During a particularly frantic low, loco Luis concludes that the next logical thing to do is to steal their parents’ prized possession. You guessed it: the porcelain horse. The fiending Luis is like a whirling dervish, and the fight for the horse has dire and immediate consequences for the already suffering family. Despite this, the brothers pawn the collectible for a shameful fraction of its value.Meanwhile, Paco is shacked up with Lucia (Leovanna Orlandini), the gorgeous girl he’s loved since high school, who is married and has a five-year-old son. Unfulfilled in her loveless marriage and carrying a pretty intense monkey on her back as well, she suggests that she and Paco run off together. The pair spawned love scenes so sweet and enchanting, I found myself rooting for them despite their despicable self-centered behavior. But soon the fact that they’re both basically cute but utterly useless drug addicts catches up with them as the house Paco inherited from his family quickly rots beneath their junkie feet. The mood becomes depressing, thick, and suffocating, as the young characters shuffle through each scene, dragging their overburdened parents, colleagues, and friends through the shit with them at every turn.
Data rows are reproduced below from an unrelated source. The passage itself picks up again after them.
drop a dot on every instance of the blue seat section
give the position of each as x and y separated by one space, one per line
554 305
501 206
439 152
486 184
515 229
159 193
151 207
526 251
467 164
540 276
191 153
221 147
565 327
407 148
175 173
Thanks to a combination of divine providence and ambiguous sexual preferences, Luis’ Latin punk band is soon topping the Ecuadorian charts. But the live wire, who does not hesitate to puke in people’s faces nor cause serious physical harm whenever it suits his mood, eventually takes his recklessness one step too far. The consequences of his actions bring about the The Porcelain Horse’s jarringly abrupt and absurd ending, which is definitely the film’s weakest link.